Fuelled with coffee and breakfast with a view at The Botanist, the consultants went airside to board the Air Canada Boeing 787-9 aircraft before bump-in for the YVR-bound flight – one of six weekly flights that will increase to daily services from November 2024.
It was a rare opportunity for the Flighties to snoop around an empty wide-body aircraft just before the passengers boarded and experience all three cabin classes firsthand.
Onboard highlights included checking out the lie-flat seats in Business Class, measuring the additional legroom for Premium Economy and Preferred Seating and even taking a look at the crew area – think Tokyo capsule hotel bunks sleeping six!
Flighties were also wowed by the opportunity to hear about the inner workings of an international airline, including insights into cargo transport and selfies on the tarmac with AC36 later breezing past us in the sky (on time!).
Inflight foodies
Consultants also received an in-depth tour of the Dnata Catering facilities at BNE for an unrivalled opportunity to see how airline food is created, plated and stored for flights.
The guided, firsthand tour (complete with hygiene hair masks and gowns) highlighted how airline food is prepped, cooked and cooled for each flight on a 24-hour schedule, including cleaning and quality control, with the retail consultants coming away with a new appreciation for the work that goes into providing 83,000 meals per week.
Dnata Catering services 22 domestic and international airlines at BNE, including Air Canada, and Flighties were able to sample a selection of the full menu from hot breakfast meals to snacks and Business Class to Economy options.
They also had the opportunity to pepper Dnata staff with questions, such as: “What’s the real cut-off time to order special meals?” (Trust us, it’s 24 hours but they’ll try to accommodate if they can.)
“What happens if there’s a power outage?” (There’s a solid contingency plan in place.)

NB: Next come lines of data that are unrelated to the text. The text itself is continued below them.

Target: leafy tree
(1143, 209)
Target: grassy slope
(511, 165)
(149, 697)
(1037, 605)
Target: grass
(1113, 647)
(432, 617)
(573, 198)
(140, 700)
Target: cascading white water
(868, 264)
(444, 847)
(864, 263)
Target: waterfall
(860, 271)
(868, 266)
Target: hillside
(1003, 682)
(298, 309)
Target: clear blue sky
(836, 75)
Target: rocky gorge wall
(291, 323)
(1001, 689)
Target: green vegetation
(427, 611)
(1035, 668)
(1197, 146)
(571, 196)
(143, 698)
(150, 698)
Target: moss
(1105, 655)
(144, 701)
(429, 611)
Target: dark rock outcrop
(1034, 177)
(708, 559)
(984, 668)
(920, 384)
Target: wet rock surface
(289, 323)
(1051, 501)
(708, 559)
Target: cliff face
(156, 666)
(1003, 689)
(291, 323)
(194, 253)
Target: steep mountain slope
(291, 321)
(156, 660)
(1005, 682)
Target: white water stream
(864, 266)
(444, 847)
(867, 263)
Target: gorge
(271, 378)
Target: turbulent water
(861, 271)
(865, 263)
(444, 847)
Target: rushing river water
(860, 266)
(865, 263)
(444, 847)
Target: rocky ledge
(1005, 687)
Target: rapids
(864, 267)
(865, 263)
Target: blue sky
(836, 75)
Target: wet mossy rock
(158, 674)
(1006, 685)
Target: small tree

“And what about food waste?” (Never fear, Dnata is starting a program with OzHarvest.)
And to whet your appetite for your next Air Canada flight, items sampled included carrot cake, roast vegetable and feta salad, kung pao chicken with jasmine rice, goulash with roast potatoes and beans, French toast (with Canadian maple syrup, of course!) and a delish-looking kaarage chicken burger.